Ministry of Education, Al-Tawhid, Student Book, Secondary Semester Program, Level Three, 2016-17, p. 104
The second semester of the seventh-grade text expresses similar sentiment, saying that “those who make the graves of prophets and the righteous into mosques are evil-natured.”
Saudi Ministry of Education, Al-Tawhid, Student Book, Secondary Semester Program, Level One, 2016-17, p. 40
The curriculum reserves its harshest criticisms for Jews, Christians, and people of other faiths, often describing them as kuffar, or “unbelievers.”
In one fifth-grade second semester textbook, the curriculum calls Jews, Christians, and Al Wathaniyeen, or “pagans,” the “original unbelievers” and declares that it is the duty of Muslims to excommunicate them: “For whoever does not [excommunicate them], or whoever doubts their religious infidelity is himself an unbeliever.”
Saudi Ministry of Education, Al-Tawhid, Student Book, Fifth Grade, Second Semester, 2016-17, p. 55
In a chapter listing markers by which one can recognize the approach of the Day of Resurrection, one passage states: “The Hour will not come until Muslims will fight the Jews, and Muslims will kill the Jews.”
Saudi Ministry of Education, Al-Tawhid, Student Book, Secondary Course, Level Two, 2016-17, p. 102.
A recurring and alarming lesson in the curriculum warns against imitating, associating with, or joining the “unbelievers” in their traditions and practices. One passage rejects and denounces the Sufi practice of celebrating the birth of the prophet, accusing Sufis of imitating Christians, i.e. “unbelievers,” in their celebration of the birth of Jesus.

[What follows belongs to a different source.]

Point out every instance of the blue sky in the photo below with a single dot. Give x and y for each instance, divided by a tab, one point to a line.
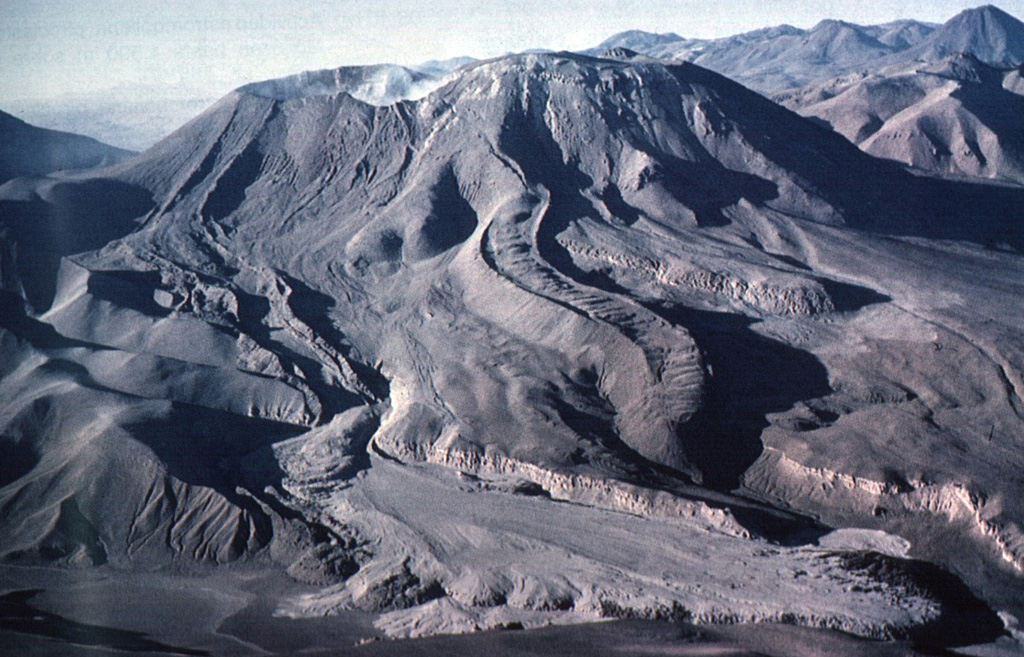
53	47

Al-Tawhid, Student Book, Fifth Grade, Second Semester, 2016-17, p. 279
[Translation: Celebrating the prophet’s birth in the spring of every year is prohibited; for it is a new innovation and is in imitation of the Christian celebration of what is known as the birth of Christ.]
In another chapter, “Loyalty to Unbelievers,” the text explicitly calls on Muslims to reserve loyalty to God, the prophet, and other believers and to express hostility and antagonism toward “unbelievers.” It warns Muslims that by imitating “unbelievers” or even joining them in their celebrations, one is at risk of expressing loyalty to them, and worse even, becoming one of them.
Saudi Ministry of Education, Al-Tawhid, Student Book, Secondary Course, Level One, 2016-17, p. 165
The Saudi government’s official denigration of other religious groups, combined with its ban on public practice of other religions, could amount to incitement to hatred or discrimination. International human rights law requires countries to prohibit “[a]ny advocacy of national, racial or religious hatred that constitutes incitement to discrimination, hostility or violence.”
Article 18 of the International Covenant for Civil and Political Rights (ICCPR) states: “Everyone shall have the right to freedom of thought, conscience and religion. This right shall include the freedom to have or adopt a religion or belief of his choice, and freedom, either individually or in community with others and in public or in private, to manifest his religion or relief in worship, observance, practice and teaching.”
“Saudi Arabia’s officials should stop denigrating other people’s personal beliefs,” Whitson said. “After years of reform promises there is apparently still little room for tolerance in the country’s schools.”